The company has also continued to be recognized as a thought leader across all practice areas as evidenced by the number of invitations to speak and participate at industry–related and company events. These included invitations to speak at major industry events such as those hosted by ASIS International, the International Security Management Association (ISMA), Major League Baseball (MLB), the International Association of Chiefs of Police (IACP), the National Organization of Black Law Enforcement Executives (NOBLE), Financial Executives International (FEI), National Criminal Justice Association (NCJA), American Management Association (AMA) and Bureau of National Affairs (BNA), as well as new thresholds in the number of press mentions, press releases and published articles.
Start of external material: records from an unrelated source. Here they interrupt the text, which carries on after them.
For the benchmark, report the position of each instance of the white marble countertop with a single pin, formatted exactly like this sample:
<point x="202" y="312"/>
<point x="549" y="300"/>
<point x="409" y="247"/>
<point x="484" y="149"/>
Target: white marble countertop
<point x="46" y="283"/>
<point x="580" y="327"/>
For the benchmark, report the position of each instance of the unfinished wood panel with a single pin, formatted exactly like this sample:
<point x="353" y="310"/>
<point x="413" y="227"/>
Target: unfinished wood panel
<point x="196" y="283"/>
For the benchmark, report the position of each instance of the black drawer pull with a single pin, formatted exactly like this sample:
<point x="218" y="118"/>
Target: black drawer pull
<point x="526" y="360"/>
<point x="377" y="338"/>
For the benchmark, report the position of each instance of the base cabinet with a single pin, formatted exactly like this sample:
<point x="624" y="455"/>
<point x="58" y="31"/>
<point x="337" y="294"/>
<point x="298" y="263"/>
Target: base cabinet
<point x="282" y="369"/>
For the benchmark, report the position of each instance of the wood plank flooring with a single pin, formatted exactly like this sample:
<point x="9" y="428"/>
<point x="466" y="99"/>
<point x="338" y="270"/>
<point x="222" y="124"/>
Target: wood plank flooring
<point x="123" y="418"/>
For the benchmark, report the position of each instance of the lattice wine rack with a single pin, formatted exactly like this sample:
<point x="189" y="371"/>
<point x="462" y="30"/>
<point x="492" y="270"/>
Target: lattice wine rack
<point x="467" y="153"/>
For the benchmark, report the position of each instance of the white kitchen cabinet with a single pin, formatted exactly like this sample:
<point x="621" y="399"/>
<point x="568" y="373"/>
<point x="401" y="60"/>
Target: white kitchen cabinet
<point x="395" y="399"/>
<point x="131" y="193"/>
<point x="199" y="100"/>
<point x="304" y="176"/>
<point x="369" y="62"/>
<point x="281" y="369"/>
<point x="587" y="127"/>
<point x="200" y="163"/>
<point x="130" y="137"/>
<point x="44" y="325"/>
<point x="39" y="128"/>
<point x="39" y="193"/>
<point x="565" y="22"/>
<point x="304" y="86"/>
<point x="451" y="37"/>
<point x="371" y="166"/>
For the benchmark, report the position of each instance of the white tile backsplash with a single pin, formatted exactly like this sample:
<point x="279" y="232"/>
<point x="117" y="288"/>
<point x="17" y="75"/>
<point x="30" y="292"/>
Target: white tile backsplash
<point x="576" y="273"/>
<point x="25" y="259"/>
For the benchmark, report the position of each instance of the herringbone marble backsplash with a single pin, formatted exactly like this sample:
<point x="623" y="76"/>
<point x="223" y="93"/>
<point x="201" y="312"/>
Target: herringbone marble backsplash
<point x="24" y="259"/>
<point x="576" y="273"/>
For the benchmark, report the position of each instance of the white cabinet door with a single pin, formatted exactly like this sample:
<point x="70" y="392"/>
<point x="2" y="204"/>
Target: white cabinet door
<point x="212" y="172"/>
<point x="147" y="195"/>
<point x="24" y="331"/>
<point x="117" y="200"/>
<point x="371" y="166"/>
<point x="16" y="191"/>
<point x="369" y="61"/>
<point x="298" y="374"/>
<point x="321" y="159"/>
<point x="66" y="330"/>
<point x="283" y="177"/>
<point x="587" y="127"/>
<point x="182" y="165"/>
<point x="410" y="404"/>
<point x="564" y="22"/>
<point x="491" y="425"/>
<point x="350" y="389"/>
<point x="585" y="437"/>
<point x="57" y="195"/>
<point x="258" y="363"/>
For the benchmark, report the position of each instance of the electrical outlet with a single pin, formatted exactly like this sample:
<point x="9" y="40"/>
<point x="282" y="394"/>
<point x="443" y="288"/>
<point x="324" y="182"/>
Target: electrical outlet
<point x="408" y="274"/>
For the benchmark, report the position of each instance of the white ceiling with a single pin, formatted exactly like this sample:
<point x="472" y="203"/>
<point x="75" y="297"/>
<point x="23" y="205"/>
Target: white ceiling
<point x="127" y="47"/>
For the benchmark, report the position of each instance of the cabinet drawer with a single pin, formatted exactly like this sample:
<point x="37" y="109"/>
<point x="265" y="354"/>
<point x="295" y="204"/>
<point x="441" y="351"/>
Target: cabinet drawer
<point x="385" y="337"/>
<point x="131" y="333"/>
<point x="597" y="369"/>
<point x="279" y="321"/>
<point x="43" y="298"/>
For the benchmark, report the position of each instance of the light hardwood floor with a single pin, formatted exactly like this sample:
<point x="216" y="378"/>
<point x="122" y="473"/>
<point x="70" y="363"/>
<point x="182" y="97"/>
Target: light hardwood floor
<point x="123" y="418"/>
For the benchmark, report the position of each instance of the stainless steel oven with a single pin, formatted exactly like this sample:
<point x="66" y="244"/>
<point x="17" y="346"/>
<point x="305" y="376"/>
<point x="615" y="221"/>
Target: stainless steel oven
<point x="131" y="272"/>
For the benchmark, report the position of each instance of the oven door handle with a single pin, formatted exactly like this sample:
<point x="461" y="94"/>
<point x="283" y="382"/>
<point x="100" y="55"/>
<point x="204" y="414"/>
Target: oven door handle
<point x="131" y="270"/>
“This past year, 2016, was a tremendous success for us on so many levels,” says Heintze. “We have been building our capabilities since well before we were ranked as an Inc. 500–5000 awardee three years in a row and named by the Initiative for a Competitive Inner City's annual list of the 100 fastest–growing inner city firm in the United States. We have been aggressively recruiting and retaining top–tier talent, defining and refining our policies and practices, focusing obsessively on quality and recently, bringing many more efficiencies to our operations. We're really seeing that pay off now and have already begun executing our robust strategy for 2017.”

About Hillard Heintze
As one of the leading security risk management and investigations firms in the United States, Hillard Heintze protects people, performance, interests and reputations. The firm's core practices — Security Risk Management, Threat & Violence Risk Management, Investigations and Law Enforcement Consulting — provide insight, deliver assurance and instill confidence worldwide. Headquartered in Chicago, Hillard Heintze also has operations in Washington D.C., Maryland, Virginia, Florida, New York, Michigan and California as well as operating capabilities across North and South America, Europe, the Middle East, Africa, Russia and Asia.